Profiting from currencies is a difficult game

IN 2004, Alan Greenspan denied that it was possible to make money by predicting what is going to happen to currencies. As he put it: “My experience is that exchange markets have become so efficient that virtually all relevant information is embedded almost instantaneously in exchange rates to the point that anticipating movements in major currencies is rarely possible”.

In that, he echoed the economist Burton Malkial, who once said that speculators “might as well be monkeys throwing darts at the Wall Street Journal”. What they were essentially saying is that unless you know the news before other people, it should be impossible to make a profit from trading currencies – if you can predict the future, so should everyone else be able to, and so the possibility to make a profit will instantly disappear.

And as recent events have shown, that makes markets particularly responsive to news. Fears of a sovereign debt crisis in Ireland drove the euro to a seven week low yesterday, while dovish comments by the New York Fed president, William Dudley, drove the dollar down too. Even though Ireland hasn’t gone bankrupt, and the Federal Reserve hasn’t actually changed its policy, the hint that either event might come to pass changes the potential fundamentals – forcing traders to react, not predict.

So does that mean that traders should give up? Surely not. As Amos Galvin, of Macro Currency Group, explains, markets aren’t perfectly efficient – in fact, many traders are very distracted from the fundamentals. In his opinion, the important thing is to watch indicators like interest rates and investor positioning to work out when the market has accurately priced in news – and when they haven’t, to profit from it. Profits are made not from predicting the future, but rather from accurately interpreting news.

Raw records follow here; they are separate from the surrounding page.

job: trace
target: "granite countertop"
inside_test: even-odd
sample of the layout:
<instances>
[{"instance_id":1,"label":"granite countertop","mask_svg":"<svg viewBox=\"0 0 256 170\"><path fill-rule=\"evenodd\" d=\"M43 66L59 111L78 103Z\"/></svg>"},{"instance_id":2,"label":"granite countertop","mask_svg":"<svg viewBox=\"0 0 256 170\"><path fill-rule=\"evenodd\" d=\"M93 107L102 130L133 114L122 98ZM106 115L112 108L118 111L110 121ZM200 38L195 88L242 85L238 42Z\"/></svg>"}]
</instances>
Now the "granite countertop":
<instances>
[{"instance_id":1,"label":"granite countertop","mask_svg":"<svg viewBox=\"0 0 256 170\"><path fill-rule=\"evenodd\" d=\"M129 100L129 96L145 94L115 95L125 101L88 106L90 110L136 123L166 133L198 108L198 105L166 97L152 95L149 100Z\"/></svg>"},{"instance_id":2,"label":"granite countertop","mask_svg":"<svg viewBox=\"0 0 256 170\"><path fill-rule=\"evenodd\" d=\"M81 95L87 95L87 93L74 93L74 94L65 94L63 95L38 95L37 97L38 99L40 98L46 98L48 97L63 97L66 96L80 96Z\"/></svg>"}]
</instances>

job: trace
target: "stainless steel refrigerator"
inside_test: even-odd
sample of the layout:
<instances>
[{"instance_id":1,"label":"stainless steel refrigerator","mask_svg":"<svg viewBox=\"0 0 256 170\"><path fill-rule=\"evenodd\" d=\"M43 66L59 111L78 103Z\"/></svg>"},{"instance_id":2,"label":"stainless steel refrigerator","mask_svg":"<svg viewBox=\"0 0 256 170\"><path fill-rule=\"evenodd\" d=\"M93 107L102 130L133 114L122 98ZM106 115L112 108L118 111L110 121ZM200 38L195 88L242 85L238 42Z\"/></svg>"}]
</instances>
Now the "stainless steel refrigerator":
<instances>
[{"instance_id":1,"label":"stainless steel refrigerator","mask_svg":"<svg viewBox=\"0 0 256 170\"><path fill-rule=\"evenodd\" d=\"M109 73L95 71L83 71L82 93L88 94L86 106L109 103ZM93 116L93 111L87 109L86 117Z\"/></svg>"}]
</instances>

But as Nick Hocart, of Xenfin Capital, says, it is also possible to make a profit simply by being systematic and fast. In Hocart’s opinion, there is no point in trying to predict where markets will go – instead, the best strategy is to “find trends and get onto them” before too many others do, like surfers looking for waves. He says that he has a lot more losing trades than winning ones – but the winning ones tend to win a lot more.

What traders must remember is what they are up against. In recent months, markets have been exceptionally volatile and news driven, and that is not likely to change soon. To make profits, traders will need to keep watching the news and the markets carefully and they will need to be ready to react decisively and quickly to changes. And ideally more accurately than a monkey with a dartboard.